Backpropagation, the foundational algorithm for training neural networks, is typically understood as a symbolic computation that recursively applies the chain rule. We show it emerges exactly as the finite-time relaxation of a physical dynamical system. By formulating feedforward inference as a continuous-time process and applying Lagrangian theory of non-conservative systems to handle asymmetric interactions, we derive a global energy functional on a doubled state space encoding both activations and sensitivities. The saddle-point dynamics of this energy perform inference and credit assignment simultaneously through local interactions. We term this framework ''Dyadic Backpropagation''. Crucially, we prove that unit-step Euler discretization, the natural timescale of layer transitions, recovers standard backpropagation exactly in precisely 2L steps for an L-layer network, with no approximations.

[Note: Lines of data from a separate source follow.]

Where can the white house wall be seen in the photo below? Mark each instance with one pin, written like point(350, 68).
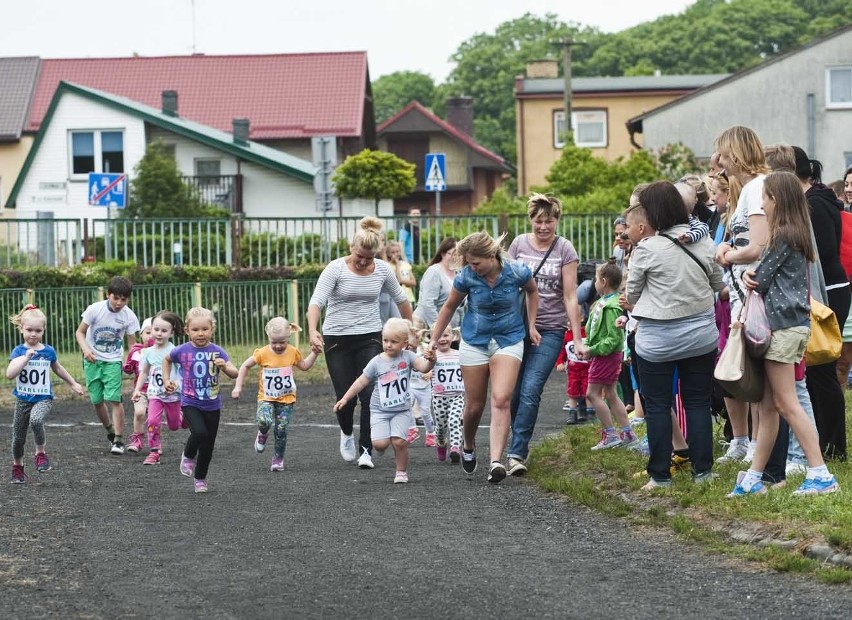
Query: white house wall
point(771, 100)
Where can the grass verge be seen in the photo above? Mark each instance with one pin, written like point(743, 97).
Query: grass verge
point(773, 529)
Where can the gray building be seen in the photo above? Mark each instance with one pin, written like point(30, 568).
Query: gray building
point(802, 97)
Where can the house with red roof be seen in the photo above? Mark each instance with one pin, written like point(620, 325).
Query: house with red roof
point(473, 172)
point(109, 109)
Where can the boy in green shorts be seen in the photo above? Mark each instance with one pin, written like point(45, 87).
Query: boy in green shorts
point(101, 339)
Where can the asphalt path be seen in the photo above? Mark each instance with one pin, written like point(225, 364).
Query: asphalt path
point(103, 536)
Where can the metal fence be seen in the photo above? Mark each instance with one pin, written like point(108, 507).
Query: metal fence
point(255, 242)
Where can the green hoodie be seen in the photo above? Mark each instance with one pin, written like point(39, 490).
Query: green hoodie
point(604, 337)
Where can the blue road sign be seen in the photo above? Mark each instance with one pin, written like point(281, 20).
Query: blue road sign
point(108, 190)
point(436, 172)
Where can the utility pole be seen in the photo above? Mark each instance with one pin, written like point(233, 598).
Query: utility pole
point(567, 44)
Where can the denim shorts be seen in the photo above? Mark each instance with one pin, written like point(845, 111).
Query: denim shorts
point(470, 355)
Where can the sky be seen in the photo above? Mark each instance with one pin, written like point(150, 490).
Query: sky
point(398, 35)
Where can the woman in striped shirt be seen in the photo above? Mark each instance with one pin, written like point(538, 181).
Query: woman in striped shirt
point(349, 289)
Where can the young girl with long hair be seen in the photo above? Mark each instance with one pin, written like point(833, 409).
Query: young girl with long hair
point(782, 278)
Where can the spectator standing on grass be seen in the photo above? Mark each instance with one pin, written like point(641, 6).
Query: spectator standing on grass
point(30, 364)
point(349, 288)
point(553, 261)
point(781, 277)
point(101, 336)
point(492, 345)
point(435, 287)
point(150, 385)
point(200, 362)
point(276, 390)
point(671, 288)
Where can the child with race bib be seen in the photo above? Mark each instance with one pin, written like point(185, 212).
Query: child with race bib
point(276, 394)
point(390, 401)
point(151, 384)
point(421, 395)
point(131, 367)
point(31, 363)
point(448, 396)
point(200, 363)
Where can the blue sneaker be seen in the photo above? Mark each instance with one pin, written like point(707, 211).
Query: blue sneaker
point(818, 486)
point(758, 488)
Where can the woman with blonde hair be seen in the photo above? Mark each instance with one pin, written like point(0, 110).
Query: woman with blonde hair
point(492, 345)
point(349, 289)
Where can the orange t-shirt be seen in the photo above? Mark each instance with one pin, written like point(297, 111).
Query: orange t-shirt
point(277, 384)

Unlike prior energy-based methods requiring symmetric weights, asymptotic convergence, or vanishing perturbations, our framework guarantees exact gradients in finite time. This establishes backpropagation as the digitally optimized shadow of a continuous physical relaxation, providing a rigorous foundation for exact gradient computation in analog and neuromorphic substrates where continuous dynamics are native.

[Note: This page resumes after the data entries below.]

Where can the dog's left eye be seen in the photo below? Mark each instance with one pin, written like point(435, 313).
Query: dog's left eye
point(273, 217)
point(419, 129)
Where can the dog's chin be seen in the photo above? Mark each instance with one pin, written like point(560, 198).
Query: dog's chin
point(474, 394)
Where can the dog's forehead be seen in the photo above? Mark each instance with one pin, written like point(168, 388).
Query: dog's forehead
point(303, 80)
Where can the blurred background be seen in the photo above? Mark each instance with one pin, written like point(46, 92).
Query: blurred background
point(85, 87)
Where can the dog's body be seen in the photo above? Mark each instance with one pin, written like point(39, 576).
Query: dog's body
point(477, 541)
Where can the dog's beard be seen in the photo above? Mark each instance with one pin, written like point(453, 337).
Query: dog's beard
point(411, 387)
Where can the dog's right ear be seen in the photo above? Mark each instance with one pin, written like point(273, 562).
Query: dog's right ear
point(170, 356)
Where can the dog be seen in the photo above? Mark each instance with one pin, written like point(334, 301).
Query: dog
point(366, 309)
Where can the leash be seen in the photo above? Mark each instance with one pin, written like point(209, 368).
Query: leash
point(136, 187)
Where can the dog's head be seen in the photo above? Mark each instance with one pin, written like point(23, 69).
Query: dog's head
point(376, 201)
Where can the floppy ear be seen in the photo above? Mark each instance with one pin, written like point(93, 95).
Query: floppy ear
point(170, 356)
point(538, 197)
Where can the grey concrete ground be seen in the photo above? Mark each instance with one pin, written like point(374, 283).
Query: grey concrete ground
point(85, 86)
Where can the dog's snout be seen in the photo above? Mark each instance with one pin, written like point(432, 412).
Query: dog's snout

翻译：反向传播作为训练神经网络的基础算法，通常被理解为递归应用链式法则的符号计算。我们证明其精确地呈现为物理动力系统在有限时间内的弛豫过程。通过将前馈推理表述为连续时间过程，并应用非保守系统的拉格朗日理论处理非对称相互作用，我们在编码激活值与敏感度的双重状态空间上推导出全局能量泛函。该能量泛函的鞍点动力学通过局部相互作用同时执行推理与信用分配。我们将此框架称为“二元反向传播”。关键的是，我们证明了单位步长欧拉离散化——即层间转换的自然时间尺度——能在L层网络中精确地以2L步恢复标准反向传播，且无需任何近似。与先前需要对称权重、渐近收敛或微扰趋零的基于能量的方法不同，我们的框架保证了有限时间内获得精确梯度。这确立了反向传播作为连续物理弛豫过程的数字化优化投影，为在连续动力学本征的模拟与神经形态基底中实现精确梯度计算奠定了严格理论基础。